To consider the potential profitability of a real estate investment, there is a calculation called the net operating income (NOI). The calculation is done by taking the revenue earned from the real estate investment minus any operating expenses.
Income from a property includes the money coming in from the day-to-day business operations. For example, when considering the income of a property, the following are usually included:
- Rent collected
- Fees for parking
- Income from laundry or vending machines
The NOI only includes the effective rental income, which is the amount of rent actually being collected. It does not consider rent from units that are unoccupied or tenants who fail to pay.
Examples of necessary operating expenses for an investment property include:
- Property management fees
- Administrative expenses
- Attorney fees
- Property taxes
- Utilities not paid by tenants
The calculation does not include expenses that are not related to the day-to-day operations of the building.
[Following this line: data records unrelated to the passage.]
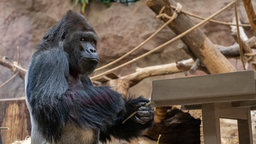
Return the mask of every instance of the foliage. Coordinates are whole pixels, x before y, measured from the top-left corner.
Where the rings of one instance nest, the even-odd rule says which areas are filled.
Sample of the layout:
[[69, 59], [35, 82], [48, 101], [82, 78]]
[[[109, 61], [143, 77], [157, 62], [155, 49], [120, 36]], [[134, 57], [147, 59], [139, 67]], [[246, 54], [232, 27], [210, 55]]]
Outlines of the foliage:
[[[103, 3], [107, 7], [109, 7], [110, 3], [111, 2], [111, 0], [96, 0], [99, 1]], [[89, 3], [89, 0], [71, 0], [72, 2], [74, 1], [75, 6], [77, 6], [78, 5], [78, 3], [80, 3], [82, 5], [82, 7], [81, 8], [82, 12], [83, 13], [85, 12], [85, 7], [86, 6], [86, 5], [88, 5]]]

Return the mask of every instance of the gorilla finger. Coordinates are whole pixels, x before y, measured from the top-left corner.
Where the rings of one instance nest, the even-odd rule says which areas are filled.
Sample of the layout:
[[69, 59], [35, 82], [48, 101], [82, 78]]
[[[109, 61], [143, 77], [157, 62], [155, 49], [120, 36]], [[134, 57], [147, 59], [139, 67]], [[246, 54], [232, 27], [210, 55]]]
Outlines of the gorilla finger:
[[151, 119], [151, 118], [150, 117], [140, 117], [139, 118], [145, 122], [147, 122]]
[[146, 106], [142, 106], [138, 109], [138, 111], [148, 111], [149, 108]]
[[144, 124], [146, 123], [146, 122], [145, 122], [145, 121], [143, 121], [142, 120], [139, 119], [138, 118], [136, 117], [136, 115], [135, 116], [135, 120], [136, 120], [136, 121], [137, 121], [137, 122], [141, 123], [142, 124], [144, 125]]
[[138, 103], [138, 104], [137, 104], [137, 105], [138, 105], [138, 106], [144, 106], [146, 105], [146, 104], [147, 103], [139, 102]]
[[149, 117], [151, 115], [149, 111], [137, 111], [137, 113], [140, 117]]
This might include:
- Principal and interest payments
- Lease commissions
- Income taxes
- Amortization or depreciation
- Capital expenditures
Capital expenditures differ from maintenance and repair and include major upgrades like a new roof or air conditioning unit.
Consider a 20-unit rental property that has a potential rental income of $50,000 if there are no vacancies. However, two units sit unoccupied, totaling $5,000 in vacancy losses. The effective rental income would be $45,000. If necessary operating expenses are $25,000, the NOI would be $20,000.
Evaluating the NOI of a property can help investors gauge whether it might be a strong income producing investment after considering the necessary expenses to run the property. If a property is operating at a loss, it is referred to as a net operating loss.
To understand what expenses to use in calculating NOI, it is always best to consult with a financial advisor.